Cultivate contacts This is vitally important. Ensure that your list includes full name and title (check spelling!), email, phone number and a brief description of their role within the media. Include everyone you come into contact with who work within the media. Your list should also include industry magazines, their editors and writers, tourism publications and any internet websites with wine industry news content. Keep this list continually updated but don’t delete the details of your contacts if they resign or move on, keep in touch because there’s every chance their next job could be in a related field.
Develop an image library
An essential tool for any marketing exercise is an image library. Spend the time and effort to secure the services of a professional or accomplished amateur photographer and it will pay dividends. Images should be high quality (6 megapixels +) and shot using the best possible light conditions. You will find once you have these images that they will be invaluable for your website, brochures and customer inquiries. You instantly make a magazine editor’s job much easier when you provide quality images.
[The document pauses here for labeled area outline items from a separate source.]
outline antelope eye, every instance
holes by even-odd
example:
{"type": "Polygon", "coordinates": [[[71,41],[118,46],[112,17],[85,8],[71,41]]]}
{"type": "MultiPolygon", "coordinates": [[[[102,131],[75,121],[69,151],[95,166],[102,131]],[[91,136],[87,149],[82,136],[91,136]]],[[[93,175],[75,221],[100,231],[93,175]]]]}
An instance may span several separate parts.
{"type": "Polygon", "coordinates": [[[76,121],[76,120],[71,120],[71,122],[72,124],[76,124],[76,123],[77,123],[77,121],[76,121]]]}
A basic library should include a variety of interior and exterior shots, signage, product shots and what are called “colour” shots – images that convey the spirit and nature of your business, such as rustic walls and climbing vines for an older winery, modern shelving and product for a more contemporary one.
Have an up-to-date web site This is a given for all manner of reasons, and increasingly important for the media maintain a web presence at all times. These days many journalists will dismiss places that don’t have a website as amateur. If a journalist needs information, they’ll need it immediately and the internet will often be their first port of call. Ensure your website includes contact information, a history of your business operation and product details.
When to call in the experts
If, despite your best efforts, you’re still staring at a blank sheet instead of a long list of points which will gain you media exposure, it’s time to call in the experts. A professional public relations/marketing person will be able to recognise which facets of your business have news potential and have an up-to-date media contact list with specialty fields such as wine, tourism and business media. A consultation will cost money, but can be cost-effective when weighed against long-term results. Consultants may choose to work by the hour, day, week, or per project. Always negotiate a time frame and rate which suits your budget and ensure that you formalise the contract in writing.
If you think you might be doing a lot of media work, and potentially dealing with tricky issues, consider getting some professional media training. It can even be worthwhile just to hone your brand messaging and its delivery to media in powerful, useful sound bites. There are lots of media training organisations and individuals out there; make sure you choose the one that’s right for you.